# question about 2 breeders



## maverickgsd1 (Sep 28, 2009)

I've been looking at kennels for the past year and nailed it down to two kennels.

http://www.24kgsd.com/
http://kirchenwald.com/pages/aboutus.html

Anyone have anything good or bad about either kennel? Im new to the board but not new to having GSD's. Im NOT intrested in doing sch with a dog, I have a GS that I do that with but it's a long story. Im not really into the sable coats but LOVE the black saddle look. im looking for first and fore most a family pet but also like to do obendiance, tracking and maybe agility oh and also therpy would be a good thing again.


----------



## onyx'girl (May 18, 2007)

I am familiar w/ 24Kgsd and you would not go wrong in dealing with Julie. I am not into the showlines, but if I were, she would be the breeder I would go with for certain. She knows what she is doing, and has been at it a very long time. She has integrity and is reputable. Oh, and if you changed your mind and decided to do SchH, her dogs have what it takes as well. 
This thread takes place on her property(she is generous enough to let the club use her place) and the Black & Reds are from her breedings, along with Kenya(the first dog pictured):
http://www.germanshepherds.com/forum/ubbthreads.php?ubb=showflat&Number=1211003&page=1#Post1211003


----------



## maverickgsd1 (Sep 28, 2009)

anyone else chiming in?


----------



## Liesje (Mar 4, 2007)

I have two dogs from Julie (24K), and she has used Gayle's stud Gorbi vom Kirchenwald for a few litters (I've seen him show twice, but not "met" the dog personally). If you like both, maybe see if Julie plans to use Gorbi for future breedings (I think Gayle owns two of Julie's dogs from the past breedings).

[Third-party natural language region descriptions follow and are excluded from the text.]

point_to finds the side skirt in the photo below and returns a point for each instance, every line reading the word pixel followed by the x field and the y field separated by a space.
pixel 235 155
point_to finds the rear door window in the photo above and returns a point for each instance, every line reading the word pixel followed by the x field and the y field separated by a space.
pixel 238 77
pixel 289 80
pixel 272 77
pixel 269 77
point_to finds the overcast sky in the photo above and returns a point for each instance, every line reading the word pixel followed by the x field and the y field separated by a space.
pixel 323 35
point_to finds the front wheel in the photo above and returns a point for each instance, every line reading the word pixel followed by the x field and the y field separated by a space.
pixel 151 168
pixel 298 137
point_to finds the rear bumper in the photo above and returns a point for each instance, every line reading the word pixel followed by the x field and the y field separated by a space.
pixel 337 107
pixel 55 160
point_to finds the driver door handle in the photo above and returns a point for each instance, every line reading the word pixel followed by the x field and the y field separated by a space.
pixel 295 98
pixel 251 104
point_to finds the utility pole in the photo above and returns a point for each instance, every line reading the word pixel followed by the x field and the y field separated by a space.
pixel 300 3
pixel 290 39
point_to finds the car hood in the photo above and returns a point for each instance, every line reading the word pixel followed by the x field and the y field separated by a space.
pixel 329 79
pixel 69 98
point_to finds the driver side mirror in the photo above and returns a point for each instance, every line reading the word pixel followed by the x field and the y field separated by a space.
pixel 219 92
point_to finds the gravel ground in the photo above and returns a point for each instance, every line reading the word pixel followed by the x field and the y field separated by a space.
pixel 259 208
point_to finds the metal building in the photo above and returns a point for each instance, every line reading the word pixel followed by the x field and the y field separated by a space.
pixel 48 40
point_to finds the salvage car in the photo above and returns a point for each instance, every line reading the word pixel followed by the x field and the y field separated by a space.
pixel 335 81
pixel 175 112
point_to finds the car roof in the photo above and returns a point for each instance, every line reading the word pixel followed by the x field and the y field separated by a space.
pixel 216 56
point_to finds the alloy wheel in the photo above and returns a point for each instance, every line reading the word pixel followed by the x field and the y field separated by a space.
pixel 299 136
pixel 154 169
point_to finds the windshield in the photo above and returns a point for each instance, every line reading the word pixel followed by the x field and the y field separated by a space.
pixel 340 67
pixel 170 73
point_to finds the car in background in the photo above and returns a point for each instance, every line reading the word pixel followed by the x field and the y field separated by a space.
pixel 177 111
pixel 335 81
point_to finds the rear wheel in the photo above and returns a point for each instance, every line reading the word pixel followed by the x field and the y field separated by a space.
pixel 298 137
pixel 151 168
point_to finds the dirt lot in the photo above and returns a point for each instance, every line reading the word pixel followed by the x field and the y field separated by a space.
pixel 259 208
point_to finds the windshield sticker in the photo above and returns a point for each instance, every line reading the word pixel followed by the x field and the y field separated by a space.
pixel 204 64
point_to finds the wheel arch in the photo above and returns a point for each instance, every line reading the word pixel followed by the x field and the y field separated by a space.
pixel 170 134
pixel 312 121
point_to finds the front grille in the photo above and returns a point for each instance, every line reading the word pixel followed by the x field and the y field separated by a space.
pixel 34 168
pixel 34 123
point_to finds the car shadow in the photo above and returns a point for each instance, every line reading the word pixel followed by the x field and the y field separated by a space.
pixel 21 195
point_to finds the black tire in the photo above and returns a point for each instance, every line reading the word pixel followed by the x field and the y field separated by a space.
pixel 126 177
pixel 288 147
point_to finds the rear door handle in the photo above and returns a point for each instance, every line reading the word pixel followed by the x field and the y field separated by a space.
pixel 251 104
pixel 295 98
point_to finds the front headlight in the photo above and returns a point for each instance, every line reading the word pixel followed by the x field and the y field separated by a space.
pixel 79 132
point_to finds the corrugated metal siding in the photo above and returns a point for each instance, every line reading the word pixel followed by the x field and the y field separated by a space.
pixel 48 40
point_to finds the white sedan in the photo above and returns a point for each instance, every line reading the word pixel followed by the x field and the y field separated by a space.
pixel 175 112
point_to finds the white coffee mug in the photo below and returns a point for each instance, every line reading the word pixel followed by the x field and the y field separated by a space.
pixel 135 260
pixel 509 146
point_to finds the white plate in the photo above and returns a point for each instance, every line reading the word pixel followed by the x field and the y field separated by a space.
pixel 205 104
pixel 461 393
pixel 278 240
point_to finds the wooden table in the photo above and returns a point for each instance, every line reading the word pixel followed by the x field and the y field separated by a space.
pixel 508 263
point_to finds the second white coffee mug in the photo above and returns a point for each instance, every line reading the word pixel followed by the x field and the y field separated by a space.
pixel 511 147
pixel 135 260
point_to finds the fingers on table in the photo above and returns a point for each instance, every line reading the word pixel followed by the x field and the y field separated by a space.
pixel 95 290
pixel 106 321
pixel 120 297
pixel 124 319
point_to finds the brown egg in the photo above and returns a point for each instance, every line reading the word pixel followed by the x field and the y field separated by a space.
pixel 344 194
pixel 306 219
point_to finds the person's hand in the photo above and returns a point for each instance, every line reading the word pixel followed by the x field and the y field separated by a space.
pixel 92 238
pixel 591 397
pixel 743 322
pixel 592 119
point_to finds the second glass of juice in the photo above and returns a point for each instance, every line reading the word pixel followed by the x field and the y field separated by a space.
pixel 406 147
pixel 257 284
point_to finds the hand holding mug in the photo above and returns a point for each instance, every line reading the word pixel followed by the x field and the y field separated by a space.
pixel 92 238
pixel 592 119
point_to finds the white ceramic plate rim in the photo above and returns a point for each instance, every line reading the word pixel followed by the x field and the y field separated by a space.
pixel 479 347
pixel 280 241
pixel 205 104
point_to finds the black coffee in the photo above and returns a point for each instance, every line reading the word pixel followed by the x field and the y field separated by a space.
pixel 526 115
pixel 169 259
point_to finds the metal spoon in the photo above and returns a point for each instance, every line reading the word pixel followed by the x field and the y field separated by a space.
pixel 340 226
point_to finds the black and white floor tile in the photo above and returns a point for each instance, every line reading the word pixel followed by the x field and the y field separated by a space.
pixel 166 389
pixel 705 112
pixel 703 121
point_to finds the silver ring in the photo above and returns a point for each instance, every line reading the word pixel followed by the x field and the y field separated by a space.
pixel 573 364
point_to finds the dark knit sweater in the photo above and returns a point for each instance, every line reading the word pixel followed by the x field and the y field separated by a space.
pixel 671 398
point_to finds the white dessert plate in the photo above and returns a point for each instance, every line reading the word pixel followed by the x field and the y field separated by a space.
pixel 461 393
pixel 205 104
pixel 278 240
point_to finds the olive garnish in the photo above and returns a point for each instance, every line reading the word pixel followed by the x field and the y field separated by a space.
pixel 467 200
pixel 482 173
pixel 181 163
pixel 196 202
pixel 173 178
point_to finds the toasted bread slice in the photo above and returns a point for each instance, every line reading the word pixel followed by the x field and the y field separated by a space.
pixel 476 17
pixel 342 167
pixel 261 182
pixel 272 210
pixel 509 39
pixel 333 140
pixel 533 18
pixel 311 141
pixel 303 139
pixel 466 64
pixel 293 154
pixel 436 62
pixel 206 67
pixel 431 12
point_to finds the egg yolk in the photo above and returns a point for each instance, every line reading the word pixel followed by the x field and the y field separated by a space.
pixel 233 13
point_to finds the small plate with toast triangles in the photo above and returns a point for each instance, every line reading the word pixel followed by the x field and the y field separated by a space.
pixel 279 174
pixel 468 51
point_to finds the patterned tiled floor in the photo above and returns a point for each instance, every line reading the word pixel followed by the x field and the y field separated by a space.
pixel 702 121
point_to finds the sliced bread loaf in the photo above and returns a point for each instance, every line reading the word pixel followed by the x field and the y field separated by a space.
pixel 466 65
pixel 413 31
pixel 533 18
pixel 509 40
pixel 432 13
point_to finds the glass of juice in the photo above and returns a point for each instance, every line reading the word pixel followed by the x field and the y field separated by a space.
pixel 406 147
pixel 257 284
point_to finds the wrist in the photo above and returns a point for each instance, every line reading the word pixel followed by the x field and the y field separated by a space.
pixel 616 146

For what you are looking for, both are great choices. 

Julie's dogs have great temperament for being companions. They are not nervy. Great house dogs too, she keeps most of the dogs in the house and keeps them together. The pups are born in the house and get LOTS of socialization (many people of all ages come to visit, we handle them a lot, take them outside, they go for car rids, etc). Several of Julie's dogs have been or are currently in Leader Dogs for the Blind programs. My older 24K dog is different lines than Julie is breeding now but is titled in conformation, rally obedience, Dog Sport obedience, agility, and has her CGC, herding instinct test, temperament test, and therapy dog evaluation. My younger dog (true to the lines and type she is currently breeding and training) is training in SchH and dock diving. I will also be starting agility in April (waiting for him to mature physically and my agility club does not train in the winter). He has been tested on sheep and would be herding if there was not a waiting list for the local trainer. He's a very social dog, loves people and loves my other dogs. He's been easy in the house, is currently sleeping at my feet. They are very versatile dogs, no extreme conformation or temperament. Great for companionship and many sports!

I am working with Julie on an updated web site. Here is my current draft which has a few more pictures of her current dogs and progeny:
http://www.dutchbingo.net/personal/24KGSDtest/dogs.html


----------



## Vinnie (Sep 4, 2001)

I have NO personal experience with those 2 breeders (haven't even looked at their websites).
But to "chime in"


> Originally Posted By: maverickgsd1im looking for first and fore most a family pet but also like to do obendiance, tracking and maybe agility oh and also therpy would be a good thing again.


Would you consider a rescue?


----------



## maverickgsd1 (Sep 28, 2009)

> Originally Posted By: maverickgsd1im looking for first and fore most a family pet but also like to do obendiance, tracking and maybe agility oh and also therpy would be a good thing again.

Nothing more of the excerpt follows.